Naoto Fukasawa : Cela vient peut-être du fait que je dessine des chaises très simples d’apparence, facile à utiliser partout, mais parfois techniquement compliquées à produire. Elles participent d’une qualité qui s’exporte plutôt vers les distributeurs les plus sélectifs.
Pour mes éditeurs, tels que le japonais Maruni, qui a modifié son outil de production pour passer du tout manuel à une fabrication qui intègre de nouvelles technologies, cette qualité a un prix.
Comment avez-vous abordé votre collaboration avec Maruni ?
Naoto Fukasawa : Avant de concevoir la chaise Hiroshima, j’ai observé comment ils travaillaient. J’ai beaucoup apprécié leur façon de courber le bois à la machine pour obtenir des formes élaborées. J’éprouvais malgré tout un sentiment mitigé par rapport au style de mobilier développé, qui provenait uniquement de diverses influences européennes. J’ai conservé le travail manuel, mais avec des professionnels rompus à l’outil technologique.
Est-ce une éclatante démonstration de l’existence de l’artisanat industriel ?
Naoto Fukasawa : Oui. Et c’est très intéressant, car les instruments utilisés déterminent le type de travail. Maruni conserve la mémoire des outils pour couper ou arrondir. Il est passé au numérique et fait la même chose, mais autrement.
Le prototypiste classique rétif aux outils digitaux existe-t-il toujours ?
Naoto Fukasawa : Je pense que, au début, être confronté à une nouvelle façon de produire du mobilier en bois de façon industrielle a dû être choquant.
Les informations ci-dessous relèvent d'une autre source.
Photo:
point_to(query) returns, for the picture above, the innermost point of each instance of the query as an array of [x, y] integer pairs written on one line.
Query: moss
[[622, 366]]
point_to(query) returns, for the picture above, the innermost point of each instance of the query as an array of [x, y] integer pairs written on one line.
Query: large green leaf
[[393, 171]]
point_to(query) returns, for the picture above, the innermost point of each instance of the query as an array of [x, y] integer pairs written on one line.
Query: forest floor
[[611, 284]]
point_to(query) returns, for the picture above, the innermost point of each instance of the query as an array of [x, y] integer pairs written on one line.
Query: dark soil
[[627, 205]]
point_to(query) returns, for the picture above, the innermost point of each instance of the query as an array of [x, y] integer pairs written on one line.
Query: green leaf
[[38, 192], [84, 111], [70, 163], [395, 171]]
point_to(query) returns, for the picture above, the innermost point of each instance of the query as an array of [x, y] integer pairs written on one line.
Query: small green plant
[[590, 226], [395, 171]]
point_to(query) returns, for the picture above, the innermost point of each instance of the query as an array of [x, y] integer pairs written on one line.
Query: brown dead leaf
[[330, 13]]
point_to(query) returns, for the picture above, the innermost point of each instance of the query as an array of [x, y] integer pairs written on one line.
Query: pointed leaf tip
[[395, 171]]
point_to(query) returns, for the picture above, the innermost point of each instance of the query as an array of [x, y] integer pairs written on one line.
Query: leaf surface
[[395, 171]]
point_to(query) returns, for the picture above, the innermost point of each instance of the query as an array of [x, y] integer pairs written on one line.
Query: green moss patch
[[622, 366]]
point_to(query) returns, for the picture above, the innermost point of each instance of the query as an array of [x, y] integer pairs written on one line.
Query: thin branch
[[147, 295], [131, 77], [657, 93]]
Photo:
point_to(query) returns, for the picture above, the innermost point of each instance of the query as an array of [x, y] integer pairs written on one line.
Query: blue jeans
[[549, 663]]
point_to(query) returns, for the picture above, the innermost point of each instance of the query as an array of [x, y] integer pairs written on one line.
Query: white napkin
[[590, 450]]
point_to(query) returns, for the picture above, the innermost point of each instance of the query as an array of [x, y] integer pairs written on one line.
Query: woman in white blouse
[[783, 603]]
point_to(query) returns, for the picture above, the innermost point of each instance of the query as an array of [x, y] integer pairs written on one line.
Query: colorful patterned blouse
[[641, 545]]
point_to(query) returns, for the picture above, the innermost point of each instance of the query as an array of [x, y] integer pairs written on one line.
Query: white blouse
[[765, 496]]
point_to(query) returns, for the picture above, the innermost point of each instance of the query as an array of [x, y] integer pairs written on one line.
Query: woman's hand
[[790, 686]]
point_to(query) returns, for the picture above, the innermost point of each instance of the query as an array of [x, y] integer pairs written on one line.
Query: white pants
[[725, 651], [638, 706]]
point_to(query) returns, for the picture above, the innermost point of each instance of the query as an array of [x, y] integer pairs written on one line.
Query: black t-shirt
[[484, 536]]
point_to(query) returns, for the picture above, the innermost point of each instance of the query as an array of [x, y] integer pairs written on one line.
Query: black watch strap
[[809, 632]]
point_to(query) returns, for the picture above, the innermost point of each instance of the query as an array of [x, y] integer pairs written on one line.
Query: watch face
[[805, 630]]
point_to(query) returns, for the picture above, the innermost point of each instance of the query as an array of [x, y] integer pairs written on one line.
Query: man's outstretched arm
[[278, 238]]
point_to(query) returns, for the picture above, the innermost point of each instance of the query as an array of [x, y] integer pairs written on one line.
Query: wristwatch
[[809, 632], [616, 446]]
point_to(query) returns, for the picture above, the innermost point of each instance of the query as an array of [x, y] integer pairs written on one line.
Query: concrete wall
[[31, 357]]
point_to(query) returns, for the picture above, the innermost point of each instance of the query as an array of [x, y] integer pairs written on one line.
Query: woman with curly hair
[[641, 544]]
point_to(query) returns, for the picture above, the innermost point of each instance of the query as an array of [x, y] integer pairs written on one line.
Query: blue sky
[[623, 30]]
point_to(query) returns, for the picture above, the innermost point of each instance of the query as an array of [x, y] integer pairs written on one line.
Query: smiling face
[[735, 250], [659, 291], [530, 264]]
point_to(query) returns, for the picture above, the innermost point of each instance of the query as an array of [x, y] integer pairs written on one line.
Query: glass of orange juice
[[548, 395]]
Les éditeurs scandinaves ont été en cela précurseurs, en fabriquant un type de chaises devenu emblématique.
Ont-ils encore le monopole de ce mobilier en bois très contemporain ?
Naoto Fukasawa : Moins qu’avant. Je collabore notamment avec l’éditeur bosnien Zanat, très attaché au fait main, même s’il utilise aussi des machines.
C’est une petite société, de plus en plus connue, au moment où l’on constate une résurgence du travail du bois, mais avec de nouveaux outils. L’artisanat se maintient ainsi dans un contexte industriel, même s’il ne s’agit pas d’énormes quantités.
La production de masse est-elle l’ennemi de l’artisanat ?
Naoto Fukasawa : Parfois. Je n’aime pas beaucoup la production japonaise de mobilier bon marché. Ce sont souvent des copies de styles occidentaux destinés à propulser leurs auteurs au premier rang de la production en Asie.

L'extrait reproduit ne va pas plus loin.